Reputation: 303
The following SPARQL query is giving duplicates in Virtuoso even when the DISTINCT clause is used. You can test the query in the DBpedia public endpoint. Which is the problem with the query?
PREFIX rdf: <http://www.w3.org/1999/02/22-rdf-syntax-ns#>
PREFIX owl: <http://www.w3.org/2002/07/owl#>
PREFIX xsd: <http://www.w3.org/2001/XMLSchema#>
PREFIX dbpedia:<http://dbpedia.org/resource/>
PREFIX dbpedia-owl:<http://dbpedia.org/ontology/>
PREFIX dbpprop: <http://dbpedia.org/property/>
PREFIX vrank:<http://purl.org/voc/vrank#>
SELECT DISTINCT ?person1 ?person1_id ?person2 ?person2_id ?person2_rank
FROM <http://dbpedia.org>
FROM <http://people.aifb.kit.edu/ath/#DBpedia_PageRank>
WHERE {
?person1 rdf:type dbpedia-owl:Person.
?person2 rdf:type dbpedia-owl:Person.
?person1 ?link ?person2.
?person1 dbpedia-owl:wikiPageID ?person1_id.
?person2 dbpedia-owl:wikiPageID ?person2_id.
?person2 vrank:hasRank/vrank:rankValue ?person2_rank.
FILTER (?person1_id != ?person2_id).
FILTER (?person1_id = 308)
} ORDER BY DESC(?person2_rank) ASC(?person2_id)
The results include rows that appear to be duplicates, e.g.:
http://dbpedia.org/resource/Aristotle 308 http://dbpedia.org/resource/Democritus 8211 27.281
http://dbpedia.org/resource/Aristotle 308 http://dbpedia.org/resource/Democritus 8211 27.281
http://dbpedia.org/resource/Aristotle 308 http://dbpedia.org/resource/Heraclitus 13792 26.6914
http://dbpedia.org/resource/Aristotle 308 http://dbpedia.org/resource/Heraclitus 13792 26.6914
http://dbpedia.org/resource/Aristotle 308 http://dbpedia.org/resource/Parmenides 23575 19.6082
http://dbpedia.org/resource/Aristotle 308 http://dbpedia.org/resource/Parmenides 23575 19.6082
Upvotes: 2
Views: 408
Reputation: 567
Although this won't help with your dbpedia query, anyone who arrived here via a search on the title who has control of the model and data may want to know that:
virtuoso double does not seem to suffer from this SELECT DISTINCT problem that occurs with float
Upvotes: 0
Reputation: 85813
I can confirm that it appears that there are duplicates in the results.
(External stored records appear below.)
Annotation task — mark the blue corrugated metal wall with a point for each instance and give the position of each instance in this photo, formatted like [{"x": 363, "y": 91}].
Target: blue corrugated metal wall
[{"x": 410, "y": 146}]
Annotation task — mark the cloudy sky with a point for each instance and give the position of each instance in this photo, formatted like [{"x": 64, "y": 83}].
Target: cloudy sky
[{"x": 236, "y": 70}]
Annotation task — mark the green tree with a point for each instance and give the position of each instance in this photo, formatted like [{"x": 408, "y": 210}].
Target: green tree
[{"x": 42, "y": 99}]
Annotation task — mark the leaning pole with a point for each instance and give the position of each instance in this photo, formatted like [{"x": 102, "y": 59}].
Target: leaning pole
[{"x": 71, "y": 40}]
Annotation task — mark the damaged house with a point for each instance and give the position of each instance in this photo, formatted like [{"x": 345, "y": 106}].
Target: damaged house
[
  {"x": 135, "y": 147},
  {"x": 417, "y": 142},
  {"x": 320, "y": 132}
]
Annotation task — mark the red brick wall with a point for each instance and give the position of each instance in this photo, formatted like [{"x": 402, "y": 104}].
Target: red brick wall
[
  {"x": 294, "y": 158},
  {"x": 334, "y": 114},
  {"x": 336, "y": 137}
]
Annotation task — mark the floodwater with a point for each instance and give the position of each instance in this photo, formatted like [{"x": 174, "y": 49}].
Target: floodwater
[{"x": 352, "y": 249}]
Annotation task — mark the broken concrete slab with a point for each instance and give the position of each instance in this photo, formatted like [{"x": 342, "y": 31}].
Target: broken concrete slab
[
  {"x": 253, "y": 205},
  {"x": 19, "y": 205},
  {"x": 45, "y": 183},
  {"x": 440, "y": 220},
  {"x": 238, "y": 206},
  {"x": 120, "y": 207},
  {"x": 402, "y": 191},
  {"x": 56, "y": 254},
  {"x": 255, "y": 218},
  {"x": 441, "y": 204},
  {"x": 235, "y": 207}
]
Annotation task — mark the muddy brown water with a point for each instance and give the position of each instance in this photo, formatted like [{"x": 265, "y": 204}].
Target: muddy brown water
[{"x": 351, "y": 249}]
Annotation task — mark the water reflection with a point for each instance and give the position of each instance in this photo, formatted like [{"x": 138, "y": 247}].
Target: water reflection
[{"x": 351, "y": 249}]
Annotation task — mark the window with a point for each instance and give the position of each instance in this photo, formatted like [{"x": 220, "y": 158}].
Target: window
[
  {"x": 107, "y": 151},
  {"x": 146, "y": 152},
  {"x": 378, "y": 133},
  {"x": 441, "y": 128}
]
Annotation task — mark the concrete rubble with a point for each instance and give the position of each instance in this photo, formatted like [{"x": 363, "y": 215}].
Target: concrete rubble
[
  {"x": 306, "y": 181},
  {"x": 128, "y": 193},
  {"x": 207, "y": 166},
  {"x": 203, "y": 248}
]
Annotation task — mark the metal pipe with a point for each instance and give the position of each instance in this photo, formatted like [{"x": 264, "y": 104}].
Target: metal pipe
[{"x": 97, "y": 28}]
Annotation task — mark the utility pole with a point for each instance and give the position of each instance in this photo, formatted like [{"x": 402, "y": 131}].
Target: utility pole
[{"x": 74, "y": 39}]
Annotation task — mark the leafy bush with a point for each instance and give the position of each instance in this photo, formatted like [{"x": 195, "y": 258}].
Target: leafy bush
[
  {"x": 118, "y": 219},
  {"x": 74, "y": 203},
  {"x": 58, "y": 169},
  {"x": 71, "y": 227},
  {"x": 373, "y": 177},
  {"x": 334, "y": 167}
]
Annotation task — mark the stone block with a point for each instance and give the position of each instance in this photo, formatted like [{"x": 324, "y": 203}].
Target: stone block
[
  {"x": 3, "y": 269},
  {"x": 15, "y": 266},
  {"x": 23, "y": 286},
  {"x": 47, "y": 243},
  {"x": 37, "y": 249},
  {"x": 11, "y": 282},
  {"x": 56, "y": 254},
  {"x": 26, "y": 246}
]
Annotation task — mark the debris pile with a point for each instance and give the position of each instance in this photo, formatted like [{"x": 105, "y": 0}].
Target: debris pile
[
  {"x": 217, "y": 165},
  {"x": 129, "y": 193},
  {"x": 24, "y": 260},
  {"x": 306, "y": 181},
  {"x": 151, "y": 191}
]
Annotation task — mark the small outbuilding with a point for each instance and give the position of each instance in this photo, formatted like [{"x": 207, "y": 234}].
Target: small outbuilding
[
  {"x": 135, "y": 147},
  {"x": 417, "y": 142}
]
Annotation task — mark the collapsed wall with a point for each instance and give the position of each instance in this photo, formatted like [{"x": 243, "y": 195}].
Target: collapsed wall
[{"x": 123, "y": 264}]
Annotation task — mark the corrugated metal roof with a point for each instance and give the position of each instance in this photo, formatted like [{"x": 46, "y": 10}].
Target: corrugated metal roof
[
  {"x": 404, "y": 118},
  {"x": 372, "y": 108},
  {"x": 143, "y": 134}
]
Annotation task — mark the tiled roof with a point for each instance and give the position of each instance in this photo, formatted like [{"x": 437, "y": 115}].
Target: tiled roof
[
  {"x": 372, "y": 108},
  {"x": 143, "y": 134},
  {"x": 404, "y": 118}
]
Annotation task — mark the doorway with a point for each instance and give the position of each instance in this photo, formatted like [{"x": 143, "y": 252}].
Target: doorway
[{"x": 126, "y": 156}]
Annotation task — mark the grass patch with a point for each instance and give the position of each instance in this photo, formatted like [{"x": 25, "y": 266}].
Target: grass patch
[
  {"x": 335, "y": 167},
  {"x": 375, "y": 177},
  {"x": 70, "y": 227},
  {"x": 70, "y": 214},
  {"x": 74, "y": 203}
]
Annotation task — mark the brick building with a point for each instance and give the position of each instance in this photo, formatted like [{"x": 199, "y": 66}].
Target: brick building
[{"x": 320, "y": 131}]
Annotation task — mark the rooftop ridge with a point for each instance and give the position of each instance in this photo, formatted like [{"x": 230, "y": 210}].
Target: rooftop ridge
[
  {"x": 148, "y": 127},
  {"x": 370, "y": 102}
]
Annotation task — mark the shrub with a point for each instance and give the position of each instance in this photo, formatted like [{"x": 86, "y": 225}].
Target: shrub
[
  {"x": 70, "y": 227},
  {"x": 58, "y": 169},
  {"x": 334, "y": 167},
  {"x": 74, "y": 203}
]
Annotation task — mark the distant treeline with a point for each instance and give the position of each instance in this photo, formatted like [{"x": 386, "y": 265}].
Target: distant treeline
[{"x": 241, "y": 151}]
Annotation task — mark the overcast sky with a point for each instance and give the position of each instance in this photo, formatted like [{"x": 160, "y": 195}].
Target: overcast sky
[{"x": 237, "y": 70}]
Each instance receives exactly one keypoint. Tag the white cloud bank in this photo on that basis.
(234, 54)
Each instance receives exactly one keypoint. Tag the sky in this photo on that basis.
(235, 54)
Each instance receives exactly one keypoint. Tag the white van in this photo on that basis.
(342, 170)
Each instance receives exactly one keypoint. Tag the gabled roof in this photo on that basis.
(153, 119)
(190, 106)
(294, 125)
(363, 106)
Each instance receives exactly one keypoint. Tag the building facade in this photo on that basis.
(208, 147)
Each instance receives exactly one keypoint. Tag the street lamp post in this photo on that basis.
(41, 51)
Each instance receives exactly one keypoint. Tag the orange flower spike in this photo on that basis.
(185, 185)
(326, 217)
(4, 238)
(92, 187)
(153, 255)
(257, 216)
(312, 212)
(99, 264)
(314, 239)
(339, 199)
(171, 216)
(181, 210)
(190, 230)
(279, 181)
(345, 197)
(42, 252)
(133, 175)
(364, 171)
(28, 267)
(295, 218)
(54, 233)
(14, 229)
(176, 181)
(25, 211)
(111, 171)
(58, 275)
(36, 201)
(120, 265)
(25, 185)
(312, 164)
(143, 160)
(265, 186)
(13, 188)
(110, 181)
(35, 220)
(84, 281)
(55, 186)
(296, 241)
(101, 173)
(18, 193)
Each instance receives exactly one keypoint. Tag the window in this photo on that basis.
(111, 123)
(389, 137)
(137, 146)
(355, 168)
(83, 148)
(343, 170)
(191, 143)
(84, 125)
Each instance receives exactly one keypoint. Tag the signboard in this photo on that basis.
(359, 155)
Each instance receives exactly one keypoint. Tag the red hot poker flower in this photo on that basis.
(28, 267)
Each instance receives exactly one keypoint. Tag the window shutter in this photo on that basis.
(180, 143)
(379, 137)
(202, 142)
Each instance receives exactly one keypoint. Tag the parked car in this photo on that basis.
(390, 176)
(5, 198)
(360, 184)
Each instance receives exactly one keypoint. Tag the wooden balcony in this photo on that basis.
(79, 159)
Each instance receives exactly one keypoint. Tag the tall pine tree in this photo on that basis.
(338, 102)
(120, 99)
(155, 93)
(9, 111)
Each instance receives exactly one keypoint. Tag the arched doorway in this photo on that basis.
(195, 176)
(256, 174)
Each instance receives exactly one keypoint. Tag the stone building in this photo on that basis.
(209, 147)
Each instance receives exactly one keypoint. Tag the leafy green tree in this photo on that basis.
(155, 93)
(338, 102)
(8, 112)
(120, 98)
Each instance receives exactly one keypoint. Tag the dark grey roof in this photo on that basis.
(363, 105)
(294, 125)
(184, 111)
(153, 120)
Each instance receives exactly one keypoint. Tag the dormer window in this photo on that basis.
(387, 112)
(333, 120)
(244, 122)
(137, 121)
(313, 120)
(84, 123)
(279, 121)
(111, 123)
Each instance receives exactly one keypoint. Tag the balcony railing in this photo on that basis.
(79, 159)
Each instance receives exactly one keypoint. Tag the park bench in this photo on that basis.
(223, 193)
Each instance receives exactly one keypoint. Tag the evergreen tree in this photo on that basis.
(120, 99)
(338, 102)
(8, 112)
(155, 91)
I'm not absolutely sure what the issue with the duplicates is, but I wonder if it might have something do with the inexact equality for floating point numbers. If, instead of selecting the floating point numbers directly, you select their lexical forms with (note the (str(...) as ?rank) at the end):
SELECT DISTINCT
?person1 ?person1_id
?person2 ?person2_id
(str(?person2_rank) as ?rank)
I get none of the duplicates. This might be worth reporting to the Virtuoso folks as a bug. For what it's worth, if you want floating point values for rank, you can use xsd:float as a function to turn that string back into a floating point value, and when I do that, with the select like the following, I still get the expected distinct results.
SELECT DISTINCT
?person1 ?person1_id
?person2 ?person2_id
(xsd:float(str(?person2_rank)) as ?rank)
Upvotes: 6